Über 80 Schulklassen haben sich auf www.expedio.ch für diese Kampagne registriert. Weitere können sich jederzeit einschreiben, denn die Kampagne wird auch im kommenden Schuljahr weitergeführt. Die Natur und vor allem die Auengebiete seien auch im Winter besonders spannend, wenn das Wasser Uferzonen freilege oder Biberspuren besonders gut sichtbar seien, erklären die Verantwortlichen vom Naturama.

Freiämter Bezler dabei

Am Forschungsprojekt beteiligt sich auch die Klasse 4b der Bezirksschule Wohlen mit ihrem Biologie-Lehrer Rolf Liechti. Vom Naturama ist sie zusammen mit drei weiteren Klassen für einen Besuch der Vorpremiere für die Tier- und Naturfilmtage eingeladen worden. Stellvertretend für alle teilnehmenden Schülerinnen und Schüler dankten die Verantwortlichen des Naturamas den vier Klassen an dieser Auszeichnungsfeier für ihr Engagement, in der Natur zu forschen und zu lernen.

Biber-Burg gebaut

Der Besuch im Naturama führte die Jugendlichen durch die Sonderausstellung «Auen – die wilden Seiten des Aargaus.» Insbesondere rückten sie dem geschützten Biber, dessen Bestand sich in den vergangenen Jahren von 350 auf 2000 vergrösserte, etwas näher. Sie verfolgten die Spuren des polarisierenden Auenbewohners durch die künstlich nachgebaute Auenlandschaft. In die Haut des Bibers schlüpfend, bauten die Schüler am hauseigenen Teich aus Schwemmholz eine Biber-Burg nach.

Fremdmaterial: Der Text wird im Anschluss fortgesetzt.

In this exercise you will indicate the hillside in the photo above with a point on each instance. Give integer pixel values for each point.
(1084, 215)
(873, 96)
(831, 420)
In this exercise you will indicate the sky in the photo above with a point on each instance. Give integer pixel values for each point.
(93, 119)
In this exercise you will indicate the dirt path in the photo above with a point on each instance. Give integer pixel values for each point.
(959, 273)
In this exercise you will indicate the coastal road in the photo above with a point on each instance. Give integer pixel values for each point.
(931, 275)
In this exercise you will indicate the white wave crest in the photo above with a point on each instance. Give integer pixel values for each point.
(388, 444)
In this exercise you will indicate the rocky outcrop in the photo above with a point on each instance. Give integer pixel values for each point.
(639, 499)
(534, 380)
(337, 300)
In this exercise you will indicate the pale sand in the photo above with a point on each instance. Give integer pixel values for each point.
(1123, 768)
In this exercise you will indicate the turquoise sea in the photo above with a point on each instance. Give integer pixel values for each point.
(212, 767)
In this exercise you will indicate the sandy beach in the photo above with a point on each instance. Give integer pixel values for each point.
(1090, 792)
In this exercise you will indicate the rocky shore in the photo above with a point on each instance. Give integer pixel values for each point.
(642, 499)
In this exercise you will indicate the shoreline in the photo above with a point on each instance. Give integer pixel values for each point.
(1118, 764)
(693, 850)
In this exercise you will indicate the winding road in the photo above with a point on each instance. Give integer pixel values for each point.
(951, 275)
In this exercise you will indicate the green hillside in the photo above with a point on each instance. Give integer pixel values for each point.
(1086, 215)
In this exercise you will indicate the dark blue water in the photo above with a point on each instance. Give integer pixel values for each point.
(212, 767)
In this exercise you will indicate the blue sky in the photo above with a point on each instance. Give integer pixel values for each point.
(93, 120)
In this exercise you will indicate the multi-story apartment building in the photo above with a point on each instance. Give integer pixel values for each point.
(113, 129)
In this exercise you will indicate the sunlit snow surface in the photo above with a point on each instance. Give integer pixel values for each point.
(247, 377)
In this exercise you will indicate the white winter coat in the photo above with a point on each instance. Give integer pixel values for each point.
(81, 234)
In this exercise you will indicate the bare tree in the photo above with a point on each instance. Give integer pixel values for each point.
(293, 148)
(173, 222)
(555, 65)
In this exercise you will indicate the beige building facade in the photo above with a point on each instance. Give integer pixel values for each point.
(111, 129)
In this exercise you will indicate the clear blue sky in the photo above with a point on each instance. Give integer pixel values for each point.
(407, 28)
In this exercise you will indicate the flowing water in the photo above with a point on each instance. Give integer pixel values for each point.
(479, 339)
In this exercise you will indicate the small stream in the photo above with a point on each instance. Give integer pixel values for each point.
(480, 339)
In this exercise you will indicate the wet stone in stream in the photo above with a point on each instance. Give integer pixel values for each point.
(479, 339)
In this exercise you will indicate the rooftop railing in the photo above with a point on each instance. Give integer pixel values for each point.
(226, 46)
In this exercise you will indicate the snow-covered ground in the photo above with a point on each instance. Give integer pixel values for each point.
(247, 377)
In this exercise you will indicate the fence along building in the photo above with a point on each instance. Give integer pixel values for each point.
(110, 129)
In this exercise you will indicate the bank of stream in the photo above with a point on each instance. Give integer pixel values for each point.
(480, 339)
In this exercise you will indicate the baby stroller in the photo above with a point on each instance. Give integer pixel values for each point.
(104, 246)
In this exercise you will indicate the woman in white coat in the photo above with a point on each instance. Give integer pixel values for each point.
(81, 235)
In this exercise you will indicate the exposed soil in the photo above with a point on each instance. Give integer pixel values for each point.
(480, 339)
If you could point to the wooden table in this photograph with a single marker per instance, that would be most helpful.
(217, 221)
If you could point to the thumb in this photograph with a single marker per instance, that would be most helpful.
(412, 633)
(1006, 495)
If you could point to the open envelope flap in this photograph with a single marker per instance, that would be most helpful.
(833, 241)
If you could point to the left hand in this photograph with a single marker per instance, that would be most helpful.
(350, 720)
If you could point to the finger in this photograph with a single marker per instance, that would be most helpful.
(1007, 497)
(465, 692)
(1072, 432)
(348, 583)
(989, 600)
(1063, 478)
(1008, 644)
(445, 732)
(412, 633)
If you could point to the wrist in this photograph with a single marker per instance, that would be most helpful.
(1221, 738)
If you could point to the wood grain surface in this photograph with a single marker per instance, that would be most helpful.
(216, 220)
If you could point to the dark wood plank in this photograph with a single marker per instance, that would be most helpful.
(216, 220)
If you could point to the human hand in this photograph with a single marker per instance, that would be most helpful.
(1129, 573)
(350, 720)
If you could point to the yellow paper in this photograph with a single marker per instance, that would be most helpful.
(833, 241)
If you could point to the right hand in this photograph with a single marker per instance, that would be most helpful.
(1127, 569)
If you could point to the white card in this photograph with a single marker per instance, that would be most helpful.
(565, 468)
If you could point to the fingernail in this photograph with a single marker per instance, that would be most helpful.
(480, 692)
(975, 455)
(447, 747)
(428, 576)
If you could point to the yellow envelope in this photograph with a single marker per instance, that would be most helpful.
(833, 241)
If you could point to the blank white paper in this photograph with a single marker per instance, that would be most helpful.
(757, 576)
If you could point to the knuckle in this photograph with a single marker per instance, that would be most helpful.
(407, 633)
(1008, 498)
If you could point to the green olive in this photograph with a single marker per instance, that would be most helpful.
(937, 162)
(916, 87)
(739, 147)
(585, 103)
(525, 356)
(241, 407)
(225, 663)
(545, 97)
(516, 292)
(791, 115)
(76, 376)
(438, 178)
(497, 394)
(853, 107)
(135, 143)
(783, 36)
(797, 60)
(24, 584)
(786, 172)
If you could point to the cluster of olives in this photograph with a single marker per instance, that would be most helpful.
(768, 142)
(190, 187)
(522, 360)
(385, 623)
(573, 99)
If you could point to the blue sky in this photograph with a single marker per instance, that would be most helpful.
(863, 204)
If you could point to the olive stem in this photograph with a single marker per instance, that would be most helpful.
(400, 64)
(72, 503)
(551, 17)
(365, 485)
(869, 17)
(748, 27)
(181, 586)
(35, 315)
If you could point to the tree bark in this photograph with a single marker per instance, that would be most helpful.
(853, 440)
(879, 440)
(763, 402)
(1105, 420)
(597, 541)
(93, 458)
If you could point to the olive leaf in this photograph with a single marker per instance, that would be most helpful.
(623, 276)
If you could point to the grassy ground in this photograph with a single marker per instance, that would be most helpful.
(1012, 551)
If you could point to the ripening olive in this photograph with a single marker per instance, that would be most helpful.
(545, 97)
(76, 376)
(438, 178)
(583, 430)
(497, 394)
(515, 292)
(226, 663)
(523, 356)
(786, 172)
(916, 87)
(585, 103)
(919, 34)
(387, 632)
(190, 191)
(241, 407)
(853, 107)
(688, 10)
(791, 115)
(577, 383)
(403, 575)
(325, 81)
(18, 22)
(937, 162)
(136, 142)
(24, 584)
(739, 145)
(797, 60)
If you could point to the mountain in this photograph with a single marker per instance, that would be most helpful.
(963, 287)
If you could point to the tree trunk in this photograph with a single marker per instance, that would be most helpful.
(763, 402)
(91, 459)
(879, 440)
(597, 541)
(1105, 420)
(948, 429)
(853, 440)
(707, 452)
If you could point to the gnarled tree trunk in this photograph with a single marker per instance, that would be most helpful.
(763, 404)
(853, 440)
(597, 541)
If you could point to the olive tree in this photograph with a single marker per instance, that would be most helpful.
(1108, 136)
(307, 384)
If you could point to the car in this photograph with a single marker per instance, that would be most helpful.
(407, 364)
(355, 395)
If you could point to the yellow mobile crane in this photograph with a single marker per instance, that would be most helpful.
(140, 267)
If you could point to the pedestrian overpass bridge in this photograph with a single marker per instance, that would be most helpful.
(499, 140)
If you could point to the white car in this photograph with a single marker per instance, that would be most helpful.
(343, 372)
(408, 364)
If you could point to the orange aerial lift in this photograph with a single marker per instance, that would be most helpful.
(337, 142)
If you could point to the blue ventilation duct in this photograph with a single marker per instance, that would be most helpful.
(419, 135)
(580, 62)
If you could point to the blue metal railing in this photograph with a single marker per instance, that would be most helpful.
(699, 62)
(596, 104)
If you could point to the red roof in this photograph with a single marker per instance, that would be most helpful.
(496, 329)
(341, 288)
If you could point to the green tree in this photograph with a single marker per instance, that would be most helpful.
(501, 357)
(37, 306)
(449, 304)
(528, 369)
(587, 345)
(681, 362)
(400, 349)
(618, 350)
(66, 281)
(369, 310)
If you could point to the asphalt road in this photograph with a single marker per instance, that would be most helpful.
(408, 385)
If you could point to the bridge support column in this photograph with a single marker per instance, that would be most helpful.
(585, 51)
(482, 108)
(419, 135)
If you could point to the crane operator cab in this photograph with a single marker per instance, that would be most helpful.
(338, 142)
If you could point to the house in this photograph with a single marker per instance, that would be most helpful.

Zudem verdeutlichte der Museumsrundgang, dass sich die Zähmung der Flüsse negativ auf die Lebensräume vieler Lebewesen auswirkt; ebenso die exzessive Nutzung der Auen als Naherholungsgebiet. Der Höhepunkt des Schulausfluges war die Vorpremiere des «Netz Natur»-SRF-Films «Biber haben Freunde. Weshalb ein Nager den Menschen sympathisch ist.» Der Dokumentarfilmemacher Andreas Moser zeigt in erstklassigen Aufnahmen, wie sich der Biber, seinem schlechten Ruf trotzend, durch das Auenland beisst. Was irrtümlicherweise als zerstörerisches Treiben empfunden wird, ist in Tat und Wahrheit ein sinnstiftender Beitrag zur Biodiversität an den Flussufern.

«Der Film veranschaulicht, dass der Biber der Natur Gutes tut», ist Bezirksschülerin Nadin aus Wohlen überzeugt. Sie bedauerte, dass der putzige Nager oft unerwünscht ist. Einen bleibenden Eindruck hinterliessen die renaturierten Flusslandschaften. Noah aus Villmergen war davon angetan: «Die Landschaft ist viel schöner und vielfältiger.» Daran knüpfte Biologielehrer Rolf Liechti an und freute sich, die natürlichen Flussläufe noch erlebt zu haben. «Leider fehlt den Kindern von heute der Bezug dazu; sie sind mit einbetonierten Flussufern gross geworden.»